Doing Data Science with coLaboratory

August 8, 2014

Posted by Kayur Patel, Kester Tong, Mark Sandler, and Corinna Cortes, Google Research



Building products and making decisions based on data is at the core of what we do at Google. Increasingly common among fields such as journalism and government, this data-driven mindset is changing the way traditionally non-technical organizations do work. In order to bring this approach to even more fields, Google Research is excited to be a partner in the coLaboratory project, a new tool for data science and analysis, designed to make collaborating on data easier.

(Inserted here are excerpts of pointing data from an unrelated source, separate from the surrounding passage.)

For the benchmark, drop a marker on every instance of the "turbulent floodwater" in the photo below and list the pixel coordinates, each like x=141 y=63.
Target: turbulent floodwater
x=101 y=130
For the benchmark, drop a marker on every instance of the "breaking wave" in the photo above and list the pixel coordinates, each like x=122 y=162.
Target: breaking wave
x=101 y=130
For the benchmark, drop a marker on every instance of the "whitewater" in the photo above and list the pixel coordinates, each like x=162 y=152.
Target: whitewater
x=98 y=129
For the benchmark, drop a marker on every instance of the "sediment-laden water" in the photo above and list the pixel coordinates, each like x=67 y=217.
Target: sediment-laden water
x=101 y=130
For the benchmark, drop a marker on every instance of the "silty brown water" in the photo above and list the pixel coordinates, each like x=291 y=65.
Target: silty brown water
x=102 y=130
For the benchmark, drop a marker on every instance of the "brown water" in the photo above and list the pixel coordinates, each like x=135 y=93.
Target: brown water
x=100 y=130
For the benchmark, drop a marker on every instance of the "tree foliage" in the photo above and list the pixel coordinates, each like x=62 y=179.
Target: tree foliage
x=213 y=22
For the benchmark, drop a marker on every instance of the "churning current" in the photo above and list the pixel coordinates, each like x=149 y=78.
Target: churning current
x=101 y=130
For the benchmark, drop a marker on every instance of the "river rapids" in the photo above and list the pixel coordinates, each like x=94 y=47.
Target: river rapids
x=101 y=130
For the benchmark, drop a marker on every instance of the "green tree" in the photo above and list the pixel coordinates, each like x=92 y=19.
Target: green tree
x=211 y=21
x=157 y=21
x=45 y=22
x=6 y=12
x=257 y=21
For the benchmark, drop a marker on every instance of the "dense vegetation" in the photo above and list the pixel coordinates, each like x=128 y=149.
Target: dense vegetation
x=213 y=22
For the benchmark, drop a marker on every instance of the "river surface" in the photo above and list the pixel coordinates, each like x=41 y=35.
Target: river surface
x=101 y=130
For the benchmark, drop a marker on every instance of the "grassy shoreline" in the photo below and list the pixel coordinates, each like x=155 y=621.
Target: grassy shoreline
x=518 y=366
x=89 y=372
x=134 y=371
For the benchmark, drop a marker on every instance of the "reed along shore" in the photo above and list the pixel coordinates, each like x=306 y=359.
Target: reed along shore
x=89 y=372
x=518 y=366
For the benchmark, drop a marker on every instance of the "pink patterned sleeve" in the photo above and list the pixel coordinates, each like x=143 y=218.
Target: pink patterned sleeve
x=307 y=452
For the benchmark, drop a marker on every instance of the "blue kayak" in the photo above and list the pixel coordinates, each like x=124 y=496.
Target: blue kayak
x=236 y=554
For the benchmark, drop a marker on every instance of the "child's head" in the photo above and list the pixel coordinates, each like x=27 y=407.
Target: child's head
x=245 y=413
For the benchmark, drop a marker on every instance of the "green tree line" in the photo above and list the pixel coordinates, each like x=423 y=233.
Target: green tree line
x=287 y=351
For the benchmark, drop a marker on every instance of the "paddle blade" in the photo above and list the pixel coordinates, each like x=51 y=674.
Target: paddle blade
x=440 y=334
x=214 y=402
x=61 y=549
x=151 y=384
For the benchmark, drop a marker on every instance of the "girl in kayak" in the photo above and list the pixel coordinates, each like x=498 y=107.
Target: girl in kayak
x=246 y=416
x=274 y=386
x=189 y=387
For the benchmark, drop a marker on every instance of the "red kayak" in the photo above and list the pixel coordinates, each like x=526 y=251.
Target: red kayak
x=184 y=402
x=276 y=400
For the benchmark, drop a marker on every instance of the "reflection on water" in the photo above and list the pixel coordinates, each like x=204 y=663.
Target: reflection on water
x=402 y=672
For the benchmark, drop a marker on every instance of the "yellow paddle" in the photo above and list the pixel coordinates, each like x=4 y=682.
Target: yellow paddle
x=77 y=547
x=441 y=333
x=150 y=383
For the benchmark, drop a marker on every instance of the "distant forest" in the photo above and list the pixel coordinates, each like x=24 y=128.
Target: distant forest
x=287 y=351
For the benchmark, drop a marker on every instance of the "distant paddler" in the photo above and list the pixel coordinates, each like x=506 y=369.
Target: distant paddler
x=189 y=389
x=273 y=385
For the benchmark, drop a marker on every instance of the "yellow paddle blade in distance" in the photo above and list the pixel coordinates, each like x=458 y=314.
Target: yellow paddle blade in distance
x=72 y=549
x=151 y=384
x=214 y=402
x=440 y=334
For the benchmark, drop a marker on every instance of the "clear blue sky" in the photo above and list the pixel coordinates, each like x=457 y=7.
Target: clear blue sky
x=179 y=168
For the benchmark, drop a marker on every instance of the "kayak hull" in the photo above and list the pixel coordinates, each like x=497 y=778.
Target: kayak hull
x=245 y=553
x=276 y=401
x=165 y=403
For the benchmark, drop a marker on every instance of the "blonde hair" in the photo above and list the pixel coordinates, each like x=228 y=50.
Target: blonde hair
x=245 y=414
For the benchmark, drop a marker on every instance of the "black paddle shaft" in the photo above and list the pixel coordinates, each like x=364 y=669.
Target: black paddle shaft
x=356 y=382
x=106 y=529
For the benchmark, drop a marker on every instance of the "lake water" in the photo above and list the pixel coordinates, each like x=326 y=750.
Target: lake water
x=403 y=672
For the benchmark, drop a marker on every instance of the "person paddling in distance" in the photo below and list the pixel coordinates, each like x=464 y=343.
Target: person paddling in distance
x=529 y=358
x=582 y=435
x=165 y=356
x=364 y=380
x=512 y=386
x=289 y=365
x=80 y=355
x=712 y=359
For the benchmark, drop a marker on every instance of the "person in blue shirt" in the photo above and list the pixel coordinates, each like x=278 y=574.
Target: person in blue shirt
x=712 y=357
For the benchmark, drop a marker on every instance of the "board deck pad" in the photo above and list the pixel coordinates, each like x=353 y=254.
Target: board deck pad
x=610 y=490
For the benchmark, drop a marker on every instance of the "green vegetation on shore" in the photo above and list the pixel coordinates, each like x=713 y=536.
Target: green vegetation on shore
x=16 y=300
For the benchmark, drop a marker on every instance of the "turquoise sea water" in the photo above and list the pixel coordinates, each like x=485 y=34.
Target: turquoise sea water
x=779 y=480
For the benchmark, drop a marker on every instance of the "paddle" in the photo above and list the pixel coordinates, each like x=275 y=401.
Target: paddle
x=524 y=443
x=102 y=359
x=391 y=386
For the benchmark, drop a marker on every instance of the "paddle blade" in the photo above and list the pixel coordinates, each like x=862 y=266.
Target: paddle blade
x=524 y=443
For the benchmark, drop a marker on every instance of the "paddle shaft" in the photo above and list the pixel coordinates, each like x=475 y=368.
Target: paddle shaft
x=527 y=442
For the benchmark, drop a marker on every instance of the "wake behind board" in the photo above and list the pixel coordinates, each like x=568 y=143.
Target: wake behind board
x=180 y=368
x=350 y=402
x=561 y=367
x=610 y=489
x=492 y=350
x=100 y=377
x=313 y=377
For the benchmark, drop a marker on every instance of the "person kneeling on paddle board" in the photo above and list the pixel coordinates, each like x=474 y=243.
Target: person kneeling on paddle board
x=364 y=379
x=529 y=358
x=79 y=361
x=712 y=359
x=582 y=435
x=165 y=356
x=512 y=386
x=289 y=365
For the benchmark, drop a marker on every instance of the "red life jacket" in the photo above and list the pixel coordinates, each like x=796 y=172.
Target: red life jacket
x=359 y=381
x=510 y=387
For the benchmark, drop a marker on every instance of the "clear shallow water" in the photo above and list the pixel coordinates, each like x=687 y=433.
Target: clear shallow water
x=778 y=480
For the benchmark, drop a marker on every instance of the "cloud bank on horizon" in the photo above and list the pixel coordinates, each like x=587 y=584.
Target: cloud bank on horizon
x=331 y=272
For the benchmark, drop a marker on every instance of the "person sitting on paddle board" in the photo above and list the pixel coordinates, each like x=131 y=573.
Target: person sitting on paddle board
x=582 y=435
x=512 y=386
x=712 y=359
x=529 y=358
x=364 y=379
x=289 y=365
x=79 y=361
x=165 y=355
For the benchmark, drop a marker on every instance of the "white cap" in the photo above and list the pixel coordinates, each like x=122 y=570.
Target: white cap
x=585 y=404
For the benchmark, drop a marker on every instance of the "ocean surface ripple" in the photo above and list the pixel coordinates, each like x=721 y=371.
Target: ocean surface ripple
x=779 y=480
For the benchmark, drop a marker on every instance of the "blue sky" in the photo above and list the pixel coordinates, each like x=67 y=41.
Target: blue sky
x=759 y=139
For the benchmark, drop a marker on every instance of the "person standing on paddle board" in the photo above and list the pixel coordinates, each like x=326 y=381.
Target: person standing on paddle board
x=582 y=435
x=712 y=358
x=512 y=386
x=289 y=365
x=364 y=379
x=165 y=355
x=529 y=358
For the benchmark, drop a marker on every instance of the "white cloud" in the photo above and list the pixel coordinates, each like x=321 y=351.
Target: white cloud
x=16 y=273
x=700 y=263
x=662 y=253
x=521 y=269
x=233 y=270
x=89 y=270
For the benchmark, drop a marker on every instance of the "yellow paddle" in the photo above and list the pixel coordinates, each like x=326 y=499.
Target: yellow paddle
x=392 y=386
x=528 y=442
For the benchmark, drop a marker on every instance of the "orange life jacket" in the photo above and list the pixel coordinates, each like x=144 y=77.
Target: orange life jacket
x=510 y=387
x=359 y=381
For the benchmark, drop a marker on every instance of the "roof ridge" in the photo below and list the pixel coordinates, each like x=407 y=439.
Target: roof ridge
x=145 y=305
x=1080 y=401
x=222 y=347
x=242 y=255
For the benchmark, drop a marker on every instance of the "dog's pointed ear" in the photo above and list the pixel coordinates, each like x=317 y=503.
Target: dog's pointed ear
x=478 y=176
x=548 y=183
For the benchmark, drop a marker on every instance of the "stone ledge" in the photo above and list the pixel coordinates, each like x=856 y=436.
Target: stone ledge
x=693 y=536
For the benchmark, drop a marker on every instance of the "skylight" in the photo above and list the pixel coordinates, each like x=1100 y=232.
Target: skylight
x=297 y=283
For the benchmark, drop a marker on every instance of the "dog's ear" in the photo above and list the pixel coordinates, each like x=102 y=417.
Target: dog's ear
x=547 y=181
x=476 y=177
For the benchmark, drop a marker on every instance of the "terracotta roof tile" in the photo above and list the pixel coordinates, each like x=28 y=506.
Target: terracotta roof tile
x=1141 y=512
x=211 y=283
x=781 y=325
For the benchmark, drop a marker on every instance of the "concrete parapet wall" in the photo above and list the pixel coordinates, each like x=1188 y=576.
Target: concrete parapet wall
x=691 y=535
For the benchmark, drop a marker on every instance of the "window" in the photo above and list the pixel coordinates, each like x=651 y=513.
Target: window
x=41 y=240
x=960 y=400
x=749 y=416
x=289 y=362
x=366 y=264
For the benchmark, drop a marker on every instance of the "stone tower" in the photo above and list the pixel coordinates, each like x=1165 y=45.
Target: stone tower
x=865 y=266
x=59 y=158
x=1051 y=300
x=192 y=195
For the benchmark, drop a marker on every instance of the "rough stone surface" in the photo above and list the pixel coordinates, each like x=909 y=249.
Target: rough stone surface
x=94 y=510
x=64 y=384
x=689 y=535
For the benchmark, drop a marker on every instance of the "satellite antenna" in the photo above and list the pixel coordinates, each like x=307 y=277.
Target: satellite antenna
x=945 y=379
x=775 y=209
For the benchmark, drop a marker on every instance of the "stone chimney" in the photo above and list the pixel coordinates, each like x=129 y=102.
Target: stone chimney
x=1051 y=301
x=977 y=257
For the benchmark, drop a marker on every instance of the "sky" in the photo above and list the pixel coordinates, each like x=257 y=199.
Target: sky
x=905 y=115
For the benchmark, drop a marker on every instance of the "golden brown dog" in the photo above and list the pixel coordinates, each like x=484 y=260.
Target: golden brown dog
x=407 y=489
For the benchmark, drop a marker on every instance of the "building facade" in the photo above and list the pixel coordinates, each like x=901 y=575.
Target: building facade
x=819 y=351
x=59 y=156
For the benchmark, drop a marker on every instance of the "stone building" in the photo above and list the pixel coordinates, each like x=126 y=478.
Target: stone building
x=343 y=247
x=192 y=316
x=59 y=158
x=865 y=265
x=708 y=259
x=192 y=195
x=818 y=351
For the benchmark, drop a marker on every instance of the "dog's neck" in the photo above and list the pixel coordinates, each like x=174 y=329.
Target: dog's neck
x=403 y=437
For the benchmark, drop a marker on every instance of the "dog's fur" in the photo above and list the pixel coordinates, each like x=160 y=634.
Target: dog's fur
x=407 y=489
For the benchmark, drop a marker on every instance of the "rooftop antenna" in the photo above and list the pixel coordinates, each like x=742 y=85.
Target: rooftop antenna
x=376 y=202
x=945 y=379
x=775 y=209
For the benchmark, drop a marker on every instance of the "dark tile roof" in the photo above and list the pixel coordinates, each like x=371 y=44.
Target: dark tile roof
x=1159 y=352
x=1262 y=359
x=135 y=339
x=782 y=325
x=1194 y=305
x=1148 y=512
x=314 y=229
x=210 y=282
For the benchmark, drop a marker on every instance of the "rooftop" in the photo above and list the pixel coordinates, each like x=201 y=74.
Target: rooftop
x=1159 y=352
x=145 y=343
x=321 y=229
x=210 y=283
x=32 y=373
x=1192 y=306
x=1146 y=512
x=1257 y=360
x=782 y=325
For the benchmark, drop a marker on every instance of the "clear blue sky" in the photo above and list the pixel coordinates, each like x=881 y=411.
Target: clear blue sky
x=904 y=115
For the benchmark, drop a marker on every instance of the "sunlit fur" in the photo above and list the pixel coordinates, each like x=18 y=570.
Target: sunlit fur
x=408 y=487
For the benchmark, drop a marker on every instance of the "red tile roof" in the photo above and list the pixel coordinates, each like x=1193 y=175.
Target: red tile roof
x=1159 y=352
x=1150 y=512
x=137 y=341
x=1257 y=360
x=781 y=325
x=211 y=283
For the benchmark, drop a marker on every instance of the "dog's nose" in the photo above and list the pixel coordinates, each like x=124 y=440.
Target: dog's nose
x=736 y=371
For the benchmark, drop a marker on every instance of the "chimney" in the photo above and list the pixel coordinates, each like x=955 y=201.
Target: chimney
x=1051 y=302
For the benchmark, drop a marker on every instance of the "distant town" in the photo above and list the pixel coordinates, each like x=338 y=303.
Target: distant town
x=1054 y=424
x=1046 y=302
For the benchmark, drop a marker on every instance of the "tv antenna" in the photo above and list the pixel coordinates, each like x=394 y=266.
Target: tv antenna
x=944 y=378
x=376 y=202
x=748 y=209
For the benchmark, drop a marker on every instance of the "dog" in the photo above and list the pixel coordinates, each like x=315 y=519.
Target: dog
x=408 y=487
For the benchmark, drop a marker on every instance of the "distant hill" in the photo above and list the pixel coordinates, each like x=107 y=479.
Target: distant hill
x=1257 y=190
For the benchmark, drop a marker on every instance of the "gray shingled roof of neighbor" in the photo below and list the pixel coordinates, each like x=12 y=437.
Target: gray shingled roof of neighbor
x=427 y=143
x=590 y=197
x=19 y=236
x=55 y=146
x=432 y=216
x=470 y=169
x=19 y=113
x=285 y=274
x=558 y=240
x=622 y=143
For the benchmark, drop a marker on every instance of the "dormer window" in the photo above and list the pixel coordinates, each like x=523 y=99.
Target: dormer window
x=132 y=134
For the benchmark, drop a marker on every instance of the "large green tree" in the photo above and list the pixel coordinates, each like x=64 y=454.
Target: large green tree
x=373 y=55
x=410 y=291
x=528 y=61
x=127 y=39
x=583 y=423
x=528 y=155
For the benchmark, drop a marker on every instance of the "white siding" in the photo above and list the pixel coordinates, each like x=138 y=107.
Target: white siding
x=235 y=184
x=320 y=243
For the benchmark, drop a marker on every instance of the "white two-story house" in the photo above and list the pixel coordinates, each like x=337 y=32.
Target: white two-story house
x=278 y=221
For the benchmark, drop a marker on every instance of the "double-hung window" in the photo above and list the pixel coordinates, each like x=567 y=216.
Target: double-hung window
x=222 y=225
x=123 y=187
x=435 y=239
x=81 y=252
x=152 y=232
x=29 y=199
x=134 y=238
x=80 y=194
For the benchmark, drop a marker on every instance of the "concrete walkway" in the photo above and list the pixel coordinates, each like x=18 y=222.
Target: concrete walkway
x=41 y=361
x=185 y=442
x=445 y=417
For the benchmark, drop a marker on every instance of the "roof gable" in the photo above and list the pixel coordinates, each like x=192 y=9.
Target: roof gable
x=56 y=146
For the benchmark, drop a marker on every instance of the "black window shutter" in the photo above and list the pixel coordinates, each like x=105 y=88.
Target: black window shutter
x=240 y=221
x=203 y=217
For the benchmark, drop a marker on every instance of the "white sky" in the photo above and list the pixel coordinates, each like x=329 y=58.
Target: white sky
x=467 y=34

Created by Google Research, Matthew Turk (creator of the yt visualization package), and the IPython/Jupyter development team, coLaboratory merges successful open source products with Google technologies, enabling multiple people to collaborate directly through simultaneous access and analysis of data. This provides a big improvement over ad-hoc workflows involving emailing documents back and forth.

Setting up an environment for collaborative data analysis can be a hurdle, as requirements vary among different machines and operating systems, and installation errors can be cryptic. The coLaboratory Chrome App addresses this hurdle. One-click installs coLaboratory, IPython, and a large set of popular scientific python libraries (with more on the way). Furthermore, because we use Portable Native Client (PNaCl), coLaboratory runs at native speeds and is secure, allowing new users to start working with IPython faster than ever.

In addition to ease of installation, coLaboratory enables collaboration between people with different skill sets. One example of this would be interactions between programmers who write complex logic in code and non-programmers who are more familiar with GUIs. As shown below, a programmer writes code (step 1) and then annotates that code with simple markup to create an interactive form (step 2). The programmer can then hide the complexity of code to show only the form (step 3), which allows a non-programmer to re-run the code by changing the slider and dropdowns in the form (step 4). This interaction allows programmers to write complex logic in code and allows non-programmers to manipulate that logic through simple GUI hooks.
For more information about this project please see our talks on collaborative data science and zero dependency python. In addition to our external partners in the coLaboratory project, we would like to thank everyone at Google who contributed: the Chromium Native Client team, the Google Drive team, the Open Source team, and the Security team.